Midyear Outlook: #CryptoAssets - A common theme in cryptos is to embrace the bear and build a better financial system, notably from the institutional and longer-term focused, akin to 2000-02's bursting internet bubble. Purging the excesses was the state of all risk assets in 1H pic.twitter.com/Jm785sHnmP
— Mike McGlone (@mikemcglone11) July 6, 2022
In order to provide a broader picture of what is going on, the analyst brought in a chart of the Wilshire 5000 Total Market Index ratio against the U.S. GDP and overlaid it with a curve of total crypto market capitalization. This chart, popularized by Warren Buffett, shows at which levels valuations are at a given moment. Thus, we can see that the current situation of all financial markets is really similar to the crises of the early and late 2000s. By examining the analyst's chart, investors can see that we have only just come down to the crisis marks, which could mean there is room for further declines.

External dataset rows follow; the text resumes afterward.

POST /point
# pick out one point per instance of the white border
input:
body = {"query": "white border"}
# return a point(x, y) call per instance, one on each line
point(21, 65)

Responsive investors have right to be optimistic
However, McGlone believes that careful investors will have a chance to take good positions in terms of reward/risk already in the near future, in the second half of the year. McGlone bases his optimistic assumptions on the fact that the Bloomberg Galaxy Crypto Index is close to a drawdown similar to the bottom of 2018, and the BTC discount to the 50- and 100-week moving averages is similar to past foundations.